Innumerevoli coppiette passeggiano, in una mano un cono gelato e nell'altra un pugno di tenerezza, una ragazza con pantaloni a vita bassa scuri, stivali neri a punta, con tacco a spillo ed ombelico scoperto mi si approssima con passo deciso, mirando verso una meta imprecisata, prima di incrociarmi tenta invano di celare sotto la esigua stoffa di un top elastico, il piercing che aveva attratto il mio sguardo.
Piccole schermaglie tra adolescenti entusiasti, che scoprono le prime emozioni del corteggiamento, carezze e capelli che si sfiorano, parole sussurrate nelle orecchie, i primi baci impudichi, le prime tenerezze sulle panchine, i primi sguardi trepidanti, piccoli amori che nascono.
Mi soffermo davanti al gazebo, l'unico della villa comunale della città, con alte colonne verdi ed un tetto trasparente, alcune sedie disposte intorno, in file curve concentriche. Salgo le scale che portano al centro della struttura, quattro sedie, un leggio, un violino, una viola, un violoncello ed un clarino sono i protagonisti di quella strana natura morta. Scendo dal palco improvvisato e dopo appena cinque minuti la natura si rianima e l'aria si riempie delle dolci note degli archi, e magicamente intorno a me è tutto uno schioccare di labbra ed un frusciare di abiti smossi da carezze.

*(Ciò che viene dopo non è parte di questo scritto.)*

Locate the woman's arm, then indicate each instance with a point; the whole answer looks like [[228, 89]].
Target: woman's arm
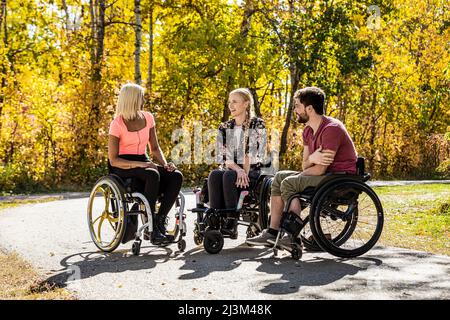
[[155, 148], [157, 152], [115, 161]]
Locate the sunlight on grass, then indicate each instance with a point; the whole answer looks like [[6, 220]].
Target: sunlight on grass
[[417, 217]]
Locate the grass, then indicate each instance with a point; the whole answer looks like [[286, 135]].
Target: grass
[[18, 280], [14, 203], [417, 217]]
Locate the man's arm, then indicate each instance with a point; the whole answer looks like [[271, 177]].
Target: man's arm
[[306, 163], [318, 162]]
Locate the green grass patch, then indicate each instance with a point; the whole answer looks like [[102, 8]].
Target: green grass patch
[[417, 217]]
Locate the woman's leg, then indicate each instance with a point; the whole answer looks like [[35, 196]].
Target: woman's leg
[[230, 191], [150, 179], [170, 186], [215, 189]]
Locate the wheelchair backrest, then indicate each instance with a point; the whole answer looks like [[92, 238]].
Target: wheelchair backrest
[[360, 166]]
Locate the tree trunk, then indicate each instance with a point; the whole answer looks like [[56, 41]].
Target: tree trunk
[[137, 42], [3, 65], [295, 79], [150, 56]]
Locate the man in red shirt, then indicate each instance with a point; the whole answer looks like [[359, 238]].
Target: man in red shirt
[[327, 148]]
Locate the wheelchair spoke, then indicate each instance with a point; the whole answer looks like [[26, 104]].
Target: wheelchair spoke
[[99, 229], [106, 195], [97, 219], [112, 226]]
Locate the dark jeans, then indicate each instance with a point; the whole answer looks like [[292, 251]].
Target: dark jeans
[[153, 183], [222, 190]]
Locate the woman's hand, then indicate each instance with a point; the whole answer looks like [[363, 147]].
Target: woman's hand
[[170, 166], [242, 180]]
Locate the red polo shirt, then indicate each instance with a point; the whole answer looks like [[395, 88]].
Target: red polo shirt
[[333, 135]]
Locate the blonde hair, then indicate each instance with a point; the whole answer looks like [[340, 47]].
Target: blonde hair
[[247, 96], [130, 101]]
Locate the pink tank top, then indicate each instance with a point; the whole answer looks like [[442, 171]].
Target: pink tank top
[[134, 142]]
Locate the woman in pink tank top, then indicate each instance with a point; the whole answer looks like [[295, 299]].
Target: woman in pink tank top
[[131, 131]]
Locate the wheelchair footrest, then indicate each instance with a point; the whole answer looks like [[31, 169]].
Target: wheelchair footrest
[[291, 223]]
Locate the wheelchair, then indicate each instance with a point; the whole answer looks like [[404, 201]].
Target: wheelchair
[[252, 211], [114, 203], [345, 217]]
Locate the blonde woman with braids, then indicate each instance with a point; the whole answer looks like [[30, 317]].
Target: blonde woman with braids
[[131, 131], [240, 149]]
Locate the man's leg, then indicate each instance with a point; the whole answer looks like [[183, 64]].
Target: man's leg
[[276, 200], [295, 184], [276, 209]]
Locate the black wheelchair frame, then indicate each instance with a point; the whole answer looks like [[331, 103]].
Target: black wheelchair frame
[[254, 210], [324, 201], [249, 212]]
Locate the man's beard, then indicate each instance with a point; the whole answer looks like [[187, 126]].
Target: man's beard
[[302, 118]]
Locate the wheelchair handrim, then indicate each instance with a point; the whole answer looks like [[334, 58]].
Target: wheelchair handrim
[[334, 247], [106, 215]]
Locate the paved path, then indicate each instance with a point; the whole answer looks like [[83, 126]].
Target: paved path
[[54, 237]]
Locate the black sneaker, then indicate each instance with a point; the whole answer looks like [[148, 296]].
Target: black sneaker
[[230, 229]]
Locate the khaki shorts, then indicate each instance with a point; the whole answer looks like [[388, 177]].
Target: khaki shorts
[[286, 183]]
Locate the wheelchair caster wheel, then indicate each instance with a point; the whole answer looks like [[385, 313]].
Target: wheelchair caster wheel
[[296, 253], [136, 248], [198, 239], [213, 242], [181, 245]]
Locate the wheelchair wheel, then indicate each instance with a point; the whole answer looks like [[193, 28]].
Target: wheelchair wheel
[[264, 203], [106, 214], [307, 238], [347, 219], [213, 241]]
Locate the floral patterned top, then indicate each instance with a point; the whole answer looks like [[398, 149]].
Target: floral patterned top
[[231, 140]]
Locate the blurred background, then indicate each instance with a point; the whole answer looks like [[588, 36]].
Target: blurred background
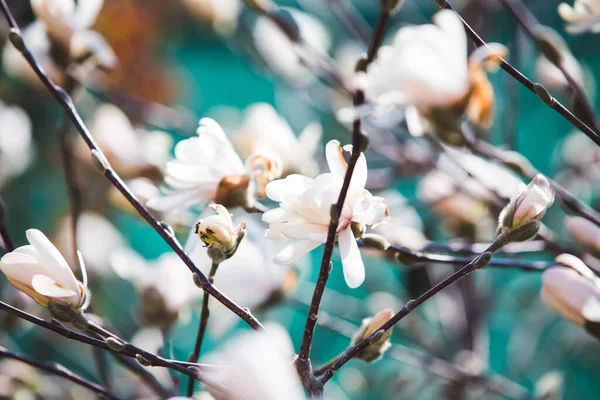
[[179, 61]]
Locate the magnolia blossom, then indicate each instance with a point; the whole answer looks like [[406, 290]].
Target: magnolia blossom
[[530, 205], [256, 366], [249, 277], [583, 16], [569, 291], [427, 68], [264, 131], [132, 152], [16, 147], [221, 14], [41, 272], [304, 212], [283, 55], [207, 168]]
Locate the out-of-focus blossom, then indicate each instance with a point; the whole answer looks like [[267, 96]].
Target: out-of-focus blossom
[[283, 55], [249, 277], [165, 285], [16, 147], [207, 168], [68, 24], [408, 73], [305, 211], [132, 152], [406, 229], [41, 272], [97, 239], [584, 231], [221, 14], [568, 290], [264, 131], [530, 205], [583, 16], [256, 366], [375, 350]]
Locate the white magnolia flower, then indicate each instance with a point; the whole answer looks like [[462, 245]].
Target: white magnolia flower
[[409, 73], [97, 238], [530, 205], [305, 208], [265, 131], [16, 147], [281, 54], [132, 152], [207, 168], [583, 16], [256, 366], [568, 291], [249, 277], [41, 272], [222, 14]]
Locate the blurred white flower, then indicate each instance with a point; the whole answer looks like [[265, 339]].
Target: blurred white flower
[[427, 70], [16, 147], [207, 168], [583, 16], [282, 55], [132, 152], [256, 366], [305, 208], [406, 229], [168, 277], [68, 23], [97, 238], [530, 205], [568, 290], [265, 131], [41, 272], [249, 277], [221, 14]]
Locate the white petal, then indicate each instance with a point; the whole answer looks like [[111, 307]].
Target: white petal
[[47, 286], [354, 269], [295, 251]]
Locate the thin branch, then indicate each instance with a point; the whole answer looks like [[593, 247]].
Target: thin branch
[[6, 239], [529, 23], [475, 264], [162, 229], [549, 100], [60, 370], [204, 314]]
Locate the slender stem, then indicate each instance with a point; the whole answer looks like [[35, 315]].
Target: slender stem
[[204, 314], [552, 103], [162, 229], [73, 190], [569, 200], [476, 263], [59, 370], [529, 23], [6, 239]]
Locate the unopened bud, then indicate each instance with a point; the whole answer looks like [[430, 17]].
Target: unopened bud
[[379, 342]]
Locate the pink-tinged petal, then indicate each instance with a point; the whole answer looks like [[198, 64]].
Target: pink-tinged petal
[[48, 287], [292, 253], [305, 230], [335, 158], [354, 269]]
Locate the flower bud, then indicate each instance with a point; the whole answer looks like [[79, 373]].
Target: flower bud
[[218, 234], [381, 341], [530, 205]]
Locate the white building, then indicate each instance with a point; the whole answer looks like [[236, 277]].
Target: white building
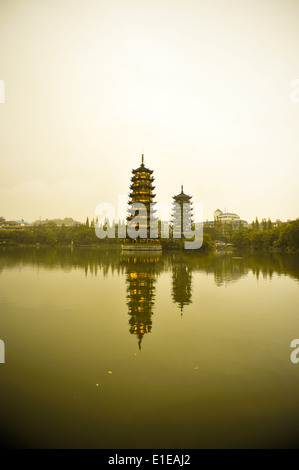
[[229, 217]]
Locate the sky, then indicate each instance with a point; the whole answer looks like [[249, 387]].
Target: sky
[[208, 90]]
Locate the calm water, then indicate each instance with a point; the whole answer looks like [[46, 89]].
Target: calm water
[[161, 351]]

Sarà stata una coincidenza, forse ero soprappensiero, non me ne ero accorto prima.
Chi si innamorerà questa mattina sentirà i violini, ma per una volta sarà tutto vero.

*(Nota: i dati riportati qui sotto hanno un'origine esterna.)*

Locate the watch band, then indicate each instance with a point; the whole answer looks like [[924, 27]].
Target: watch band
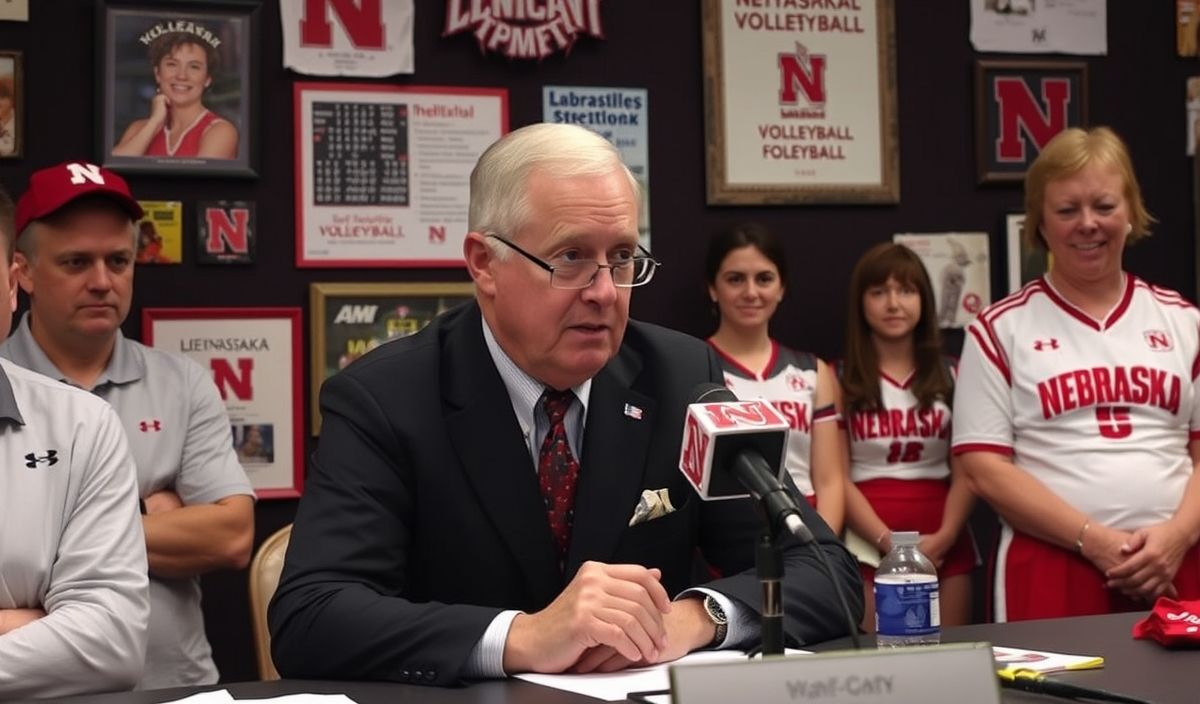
[[717, 614]]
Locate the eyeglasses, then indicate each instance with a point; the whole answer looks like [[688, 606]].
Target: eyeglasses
[[579, 274]]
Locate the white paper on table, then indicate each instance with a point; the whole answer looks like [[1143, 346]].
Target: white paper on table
[[617, 686], [215, 697], [304, 699]]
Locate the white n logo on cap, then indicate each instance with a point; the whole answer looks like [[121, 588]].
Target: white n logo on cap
[[79, 173]]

Fino ad oggi non mi sono mai innamorato, probabilmente, non ho mai udito violini, ho avuto qualche storia, certo, qualcuna è nata anche con una chitarra, ma di musicale ha avuto poco. Ma a parte l'innamoramento, quello che non ho mai provato, è il colpo di fulmine. Ma forse perché non ci ho mai creduto.
Ammettere la possibilità che un anonimo giorno, di una qualsiasi vita, possa essere infiammato dal corpo di un'anima stregata, è senza dubbio affascinante, seducente, tanto da indurre a sperare che la sorte, con abile rimestata, estragga il nostro nome dall'infinito bussolotto terrestre. Anche soltanto per assaporare una goccia di questo particolare nettare divino.

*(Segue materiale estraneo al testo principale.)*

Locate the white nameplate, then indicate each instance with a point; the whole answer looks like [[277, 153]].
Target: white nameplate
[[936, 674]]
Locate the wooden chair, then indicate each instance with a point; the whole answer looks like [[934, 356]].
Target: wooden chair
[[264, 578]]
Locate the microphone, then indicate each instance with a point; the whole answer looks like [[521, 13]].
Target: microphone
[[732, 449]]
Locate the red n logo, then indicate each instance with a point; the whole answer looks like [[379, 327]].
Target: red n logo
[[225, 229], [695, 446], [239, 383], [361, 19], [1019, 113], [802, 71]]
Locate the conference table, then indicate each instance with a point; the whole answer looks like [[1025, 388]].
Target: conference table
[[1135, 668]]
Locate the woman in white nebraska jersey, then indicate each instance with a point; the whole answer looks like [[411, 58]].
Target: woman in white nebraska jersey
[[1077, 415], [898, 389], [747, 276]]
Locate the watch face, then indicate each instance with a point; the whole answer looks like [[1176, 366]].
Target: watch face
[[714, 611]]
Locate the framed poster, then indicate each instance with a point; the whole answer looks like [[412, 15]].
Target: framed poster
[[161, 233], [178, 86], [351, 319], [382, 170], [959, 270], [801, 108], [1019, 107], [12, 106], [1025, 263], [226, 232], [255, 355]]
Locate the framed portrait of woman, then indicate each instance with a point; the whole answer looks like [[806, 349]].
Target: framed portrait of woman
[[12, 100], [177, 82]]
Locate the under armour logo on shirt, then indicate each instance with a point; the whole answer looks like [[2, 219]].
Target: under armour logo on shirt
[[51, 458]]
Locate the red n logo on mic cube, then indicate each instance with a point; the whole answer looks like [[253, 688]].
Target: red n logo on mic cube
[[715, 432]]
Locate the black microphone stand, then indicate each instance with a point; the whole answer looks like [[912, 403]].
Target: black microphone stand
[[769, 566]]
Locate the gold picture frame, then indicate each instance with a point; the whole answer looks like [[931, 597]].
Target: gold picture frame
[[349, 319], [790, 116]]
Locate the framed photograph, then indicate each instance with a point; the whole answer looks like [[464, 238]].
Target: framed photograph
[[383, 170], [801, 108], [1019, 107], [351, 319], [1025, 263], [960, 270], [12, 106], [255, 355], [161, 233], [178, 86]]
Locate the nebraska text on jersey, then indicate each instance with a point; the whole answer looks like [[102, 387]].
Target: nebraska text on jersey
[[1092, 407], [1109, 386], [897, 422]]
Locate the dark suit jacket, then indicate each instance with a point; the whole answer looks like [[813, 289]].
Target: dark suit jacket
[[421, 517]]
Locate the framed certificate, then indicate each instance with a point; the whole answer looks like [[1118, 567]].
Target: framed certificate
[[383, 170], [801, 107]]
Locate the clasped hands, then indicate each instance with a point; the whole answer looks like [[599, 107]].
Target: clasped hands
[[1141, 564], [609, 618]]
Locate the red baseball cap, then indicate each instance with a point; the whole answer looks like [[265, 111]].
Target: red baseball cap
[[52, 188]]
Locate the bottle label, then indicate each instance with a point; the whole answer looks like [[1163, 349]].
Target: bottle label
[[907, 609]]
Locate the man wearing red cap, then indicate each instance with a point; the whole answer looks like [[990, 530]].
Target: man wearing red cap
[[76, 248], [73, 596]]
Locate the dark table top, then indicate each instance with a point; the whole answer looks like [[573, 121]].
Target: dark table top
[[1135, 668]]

Molte donne negano la possibilità di un colpo di fulmine, poiché sostengono che sia impossibile innamorarsi in pochi minuti, che c'è bisogno di conoscenza reciproca, frequentazione, dialogo, condivisione di idee, e soprattutto tempo. In parte può essere vero, perché l'amore per una persona è un processo graduale, progressivo e certamente non immediato, ma questo è l'amore!
Il colpo di fulmine è diverso, è un concetto meno completo dell'amore, ma altrettanto complesso, basato soprattutto su sensazioni ed emozioni piuttosto che su sentimenti, il tutto racchiuso nel nome colpo di fulmine. Analizzando semplicemente le tre parole insieme si immagina qualcosa di improvviso ed assolutamente casuale, violento, subitaneo, che trasmette un'energia tale da incenerire un albero ed abbacinare le nuvole in piena notte. Rileggendo non come descrizione meteorologica ma in chiave emozionale, qualche fortunato può riconoscersi ed accennare un piccolo sorriso malinconico.
Ma le sensazioni che si provano nell'occhio del ciclone sono molto diverse.